Une manœuvre illégale selon les juges constitutionnels. Ils ont fait valoir que l'exception au frein de l'endettement était circonscrite aux
"situations d'urgence"
, en l’occurrence la pandémie de coronavirus.

Devant la Cour, le gouvernement s'est justifié en avançant que le fonds pour le
"climat et la transformation"
contribuait à faire face aux conséquences économiques durables de la crise sanitaire.

Un argument qui n'a pas convaincu les juges:


Le législateur n'a pas suffisamment démontré le lien entre l'urgence et les mesures prises.

Ils ont aussi critiqué la date d'utilisation de ces fonds: prévus pour 2021, ils ont été intégrés à l'enveloppe climat début 2022.


"L'adoption du budget rectificatif (...) après la fin de l'exercice 2021 viole le principe (...) selon lequel le budget doit être déterminé à l'avance"
de l'année budgétaire, a estimé la Cour.

Débat sur la dette


Le gouvernement devra désormais
"compenser"
avec d'autres moyens budgétaires les 60 milliards d'euros censurés, a prévenu mercredi la vice-présidente du tribunal, Doris König.

Le fonds
"Climat et transformation",
actuellement évalué à 212 milliards d'euros, vise à accélérer la transition de l'Allemagne vers une économie sans émissions, en finançant des mesures telles que le remplacement des chaudières à gaz par des pompes à chaleur plus respectueuses du climat.

Mais son utilisation a été élargie au fur et à mesure des besoins ces derniers mois. Des aides de plusieurs milliards d'euros pour financer l’installation d'usines de puces électroniques et de semiconducteurs dans le pays ont été promises.


Et le gouvernement comptait sur cette enveloppe pour financer une partie de son plan à 30 milliards d'euros visant à abaisser le prix de l'électricité de son industrie.

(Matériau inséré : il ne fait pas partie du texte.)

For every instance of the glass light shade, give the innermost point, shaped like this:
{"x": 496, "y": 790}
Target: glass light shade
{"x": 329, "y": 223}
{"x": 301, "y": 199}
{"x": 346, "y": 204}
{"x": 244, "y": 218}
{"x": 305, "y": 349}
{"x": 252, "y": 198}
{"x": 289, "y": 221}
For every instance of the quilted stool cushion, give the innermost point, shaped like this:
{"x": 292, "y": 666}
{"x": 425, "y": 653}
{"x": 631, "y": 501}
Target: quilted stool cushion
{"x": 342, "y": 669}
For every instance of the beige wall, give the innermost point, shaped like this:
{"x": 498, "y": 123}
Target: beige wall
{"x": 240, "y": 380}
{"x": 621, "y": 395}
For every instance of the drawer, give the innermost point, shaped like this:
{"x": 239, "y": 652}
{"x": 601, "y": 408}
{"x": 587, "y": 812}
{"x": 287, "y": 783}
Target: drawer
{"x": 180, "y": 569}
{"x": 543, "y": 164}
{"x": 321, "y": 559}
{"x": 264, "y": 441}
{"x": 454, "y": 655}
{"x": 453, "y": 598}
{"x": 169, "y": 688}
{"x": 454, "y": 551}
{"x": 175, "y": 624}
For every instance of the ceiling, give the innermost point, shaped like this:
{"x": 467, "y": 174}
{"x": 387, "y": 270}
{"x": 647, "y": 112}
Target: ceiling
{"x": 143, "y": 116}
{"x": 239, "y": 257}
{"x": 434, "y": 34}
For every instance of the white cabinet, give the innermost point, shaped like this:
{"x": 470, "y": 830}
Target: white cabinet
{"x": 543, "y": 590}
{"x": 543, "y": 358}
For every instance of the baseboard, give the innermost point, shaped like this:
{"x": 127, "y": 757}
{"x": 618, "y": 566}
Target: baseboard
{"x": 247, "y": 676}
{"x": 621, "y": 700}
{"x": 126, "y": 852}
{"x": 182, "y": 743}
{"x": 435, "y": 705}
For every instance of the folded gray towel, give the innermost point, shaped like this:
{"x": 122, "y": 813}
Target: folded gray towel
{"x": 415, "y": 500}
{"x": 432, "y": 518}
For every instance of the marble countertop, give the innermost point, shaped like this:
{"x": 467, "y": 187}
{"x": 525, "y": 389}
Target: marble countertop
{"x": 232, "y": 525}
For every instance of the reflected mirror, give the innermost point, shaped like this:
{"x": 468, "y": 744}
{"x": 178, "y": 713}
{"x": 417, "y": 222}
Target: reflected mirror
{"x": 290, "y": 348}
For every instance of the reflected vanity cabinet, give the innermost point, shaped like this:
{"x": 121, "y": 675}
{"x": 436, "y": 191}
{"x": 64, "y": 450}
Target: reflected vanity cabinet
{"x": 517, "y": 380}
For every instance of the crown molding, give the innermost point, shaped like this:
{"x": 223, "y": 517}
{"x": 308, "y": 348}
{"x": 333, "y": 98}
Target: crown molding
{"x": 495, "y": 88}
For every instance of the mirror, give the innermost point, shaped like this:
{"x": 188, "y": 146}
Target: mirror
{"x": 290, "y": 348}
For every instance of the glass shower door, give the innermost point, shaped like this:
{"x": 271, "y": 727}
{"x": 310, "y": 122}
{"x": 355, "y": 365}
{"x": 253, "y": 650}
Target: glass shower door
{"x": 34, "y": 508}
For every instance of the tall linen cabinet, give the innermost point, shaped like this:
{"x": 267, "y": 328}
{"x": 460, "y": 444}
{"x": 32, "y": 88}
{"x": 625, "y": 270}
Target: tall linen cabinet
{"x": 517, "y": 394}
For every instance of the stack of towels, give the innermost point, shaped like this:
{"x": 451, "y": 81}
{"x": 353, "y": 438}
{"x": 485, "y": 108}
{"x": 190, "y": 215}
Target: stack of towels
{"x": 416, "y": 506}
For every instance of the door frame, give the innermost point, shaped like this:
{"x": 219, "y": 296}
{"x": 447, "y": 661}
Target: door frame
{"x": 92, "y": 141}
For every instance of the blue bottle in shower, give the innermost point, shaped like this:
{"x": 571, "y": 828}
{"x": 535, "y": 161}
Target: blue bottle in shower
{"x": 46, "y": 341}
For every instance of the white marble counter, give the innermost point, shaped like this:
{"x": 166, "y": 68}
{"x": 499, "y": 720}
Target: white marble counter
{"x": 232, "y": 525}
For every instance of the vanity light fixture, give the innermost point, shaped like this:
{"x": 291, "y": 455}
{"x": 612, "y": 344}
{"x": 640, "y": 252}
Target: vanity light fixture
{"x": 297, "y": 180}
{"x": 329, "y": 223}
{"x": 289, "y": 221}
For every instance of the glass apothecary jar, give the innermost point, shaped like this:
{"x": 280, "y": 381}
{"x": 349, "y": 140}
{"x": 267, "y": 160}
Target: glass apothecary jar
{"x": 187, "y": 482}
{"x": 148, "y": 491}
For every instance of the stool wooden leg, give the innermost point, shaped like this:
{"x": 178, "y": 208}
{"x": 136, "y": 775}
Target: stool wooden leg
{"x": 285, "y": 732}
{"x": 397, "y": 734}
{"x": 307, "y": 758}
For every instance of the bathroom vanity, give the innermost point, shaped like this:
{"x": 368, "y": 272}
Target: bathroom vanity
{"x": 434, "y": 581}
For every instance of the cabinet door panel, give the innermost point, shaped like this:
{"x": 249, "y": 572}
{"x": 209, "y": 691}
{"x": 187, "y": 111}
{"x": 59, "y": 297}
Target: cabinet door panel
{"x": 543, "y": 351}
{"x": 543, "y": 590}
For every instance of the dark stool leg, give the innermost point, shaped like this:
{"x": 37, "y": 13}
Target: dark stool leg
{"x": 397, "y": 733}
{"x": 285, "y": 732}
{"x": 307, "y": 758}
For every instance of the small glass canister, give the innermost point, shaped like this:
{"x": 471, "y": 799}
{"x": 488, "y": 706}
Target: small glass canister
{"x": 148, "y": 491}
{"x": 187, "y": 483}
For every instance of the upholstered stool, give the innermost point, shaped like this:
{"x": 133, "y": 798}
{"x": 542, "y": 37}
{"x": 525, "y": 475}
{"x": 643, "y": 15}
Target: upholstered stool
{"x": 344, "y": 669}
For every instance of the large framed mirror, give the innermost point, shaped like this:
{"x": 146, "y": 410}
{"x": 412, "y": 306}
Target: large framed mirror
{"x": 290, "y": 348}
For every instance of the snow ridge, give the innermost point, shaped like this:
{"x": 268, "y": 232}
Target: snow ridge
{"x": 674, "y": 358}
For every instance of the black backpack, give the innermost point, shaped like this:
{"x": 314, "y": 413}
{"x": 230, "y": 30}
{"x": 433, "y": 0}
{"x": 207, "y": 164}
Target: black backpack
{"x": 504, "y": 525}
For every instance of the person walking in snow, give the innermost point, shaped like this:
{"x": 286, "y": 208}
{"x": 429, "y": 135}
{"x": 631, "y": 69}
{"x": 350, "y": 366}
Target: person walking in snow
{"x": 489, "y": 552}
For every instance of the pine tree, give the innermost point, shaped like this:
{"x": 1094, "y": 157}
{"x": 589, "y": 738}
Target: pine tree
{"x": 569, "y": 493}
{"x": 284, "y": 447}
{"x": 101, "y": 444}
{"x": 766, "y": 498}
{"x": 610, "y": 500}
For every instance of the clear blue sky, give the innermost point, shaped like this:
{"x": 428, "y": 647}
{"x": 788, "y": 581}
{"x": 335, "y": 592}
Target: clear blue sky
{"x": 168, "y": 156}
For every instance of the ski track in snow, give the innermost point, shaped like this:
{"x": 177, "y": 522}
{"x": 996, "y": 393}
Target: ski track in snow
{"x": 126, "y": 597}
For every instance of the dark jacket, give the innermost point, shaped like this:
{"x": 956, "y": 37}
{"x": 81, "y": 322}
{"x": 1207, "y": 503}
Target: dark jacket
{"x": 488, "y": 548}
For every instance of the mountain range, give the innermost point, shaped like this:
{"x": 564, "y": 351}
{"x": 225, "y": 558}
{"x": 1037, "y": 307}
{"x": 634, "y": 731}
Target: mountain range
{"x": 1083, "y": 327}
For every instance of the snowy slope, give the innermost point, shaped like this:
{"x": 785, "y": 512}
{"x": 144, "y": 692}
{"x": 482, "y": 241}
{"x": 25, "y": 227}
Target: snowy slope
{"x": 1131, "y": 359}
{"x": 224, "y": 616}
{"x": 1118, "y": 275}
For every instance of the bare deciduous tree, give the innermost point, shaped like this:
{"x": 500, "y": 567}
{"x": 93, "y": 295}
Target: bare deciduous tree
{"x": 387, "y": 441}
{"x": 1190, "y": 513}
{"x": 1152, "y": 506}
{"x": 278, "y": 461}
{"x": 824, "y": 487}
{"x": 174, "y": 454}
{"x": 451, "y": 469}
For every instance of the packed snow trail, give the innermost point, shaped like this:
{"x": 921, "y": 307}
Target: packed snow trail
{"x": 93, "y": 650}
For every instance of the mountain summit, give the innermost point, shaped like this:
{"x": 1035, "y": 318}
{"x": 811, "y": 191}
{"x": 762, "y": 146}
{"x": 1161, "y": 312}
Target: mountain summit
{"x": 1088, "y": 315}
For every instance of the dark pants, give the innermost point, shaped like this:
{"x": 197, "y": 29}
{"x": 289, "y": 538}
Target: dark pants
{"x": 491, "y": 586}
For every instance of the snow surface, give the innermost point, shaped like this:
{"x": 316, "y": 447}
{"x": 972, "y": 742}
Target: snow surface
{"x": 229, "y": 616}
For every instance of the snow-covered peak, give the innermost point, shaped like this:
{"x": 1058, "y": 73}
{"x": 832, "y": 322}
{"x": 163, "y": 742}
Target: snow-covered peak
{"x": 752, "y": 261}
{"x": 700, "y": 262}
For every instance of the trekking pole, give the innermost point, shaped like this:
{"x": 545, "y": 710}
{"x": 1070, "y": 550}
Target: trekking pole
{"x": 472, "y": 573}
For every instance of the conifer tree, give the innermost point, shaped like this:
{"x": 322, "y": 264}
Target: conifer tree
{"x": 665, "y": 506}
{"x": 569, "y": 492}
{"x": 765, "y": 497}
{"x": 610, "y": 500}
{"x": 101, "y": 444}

La sanction pourrait aussi avoir un impact sur l'utilisation d'autres fonds spéciaux, que Berlin a multipliés pour contourner les règles budgétaires, notamment dans le secteur de la défense en raison de la guerre en Ukraine.


La Cour indique en effet que
"l'utilisation illimitée des autorisations d'emprunt d'urgence sans les compter dans la règle du frein à la dette (...) est inadmissible".

Ce rappel à l'ordre relance du coup un débat récurrent dans le pays sur l'opportunité d'assouplir, voire de supprimer le frein constitutionnel à l'endettement, jugé obsolète et trop rigide par ses détracteurs. 


Le ministre de l’Économie Robert Habeck a appelé fin octobre à
"repenser"
ces règles
"fixées en des temps de mondialisation heureuse et de gaz russe bon marché".
Une réforme refusée par les libéraux du FDP, qui détiennent le portefeuille des Finances.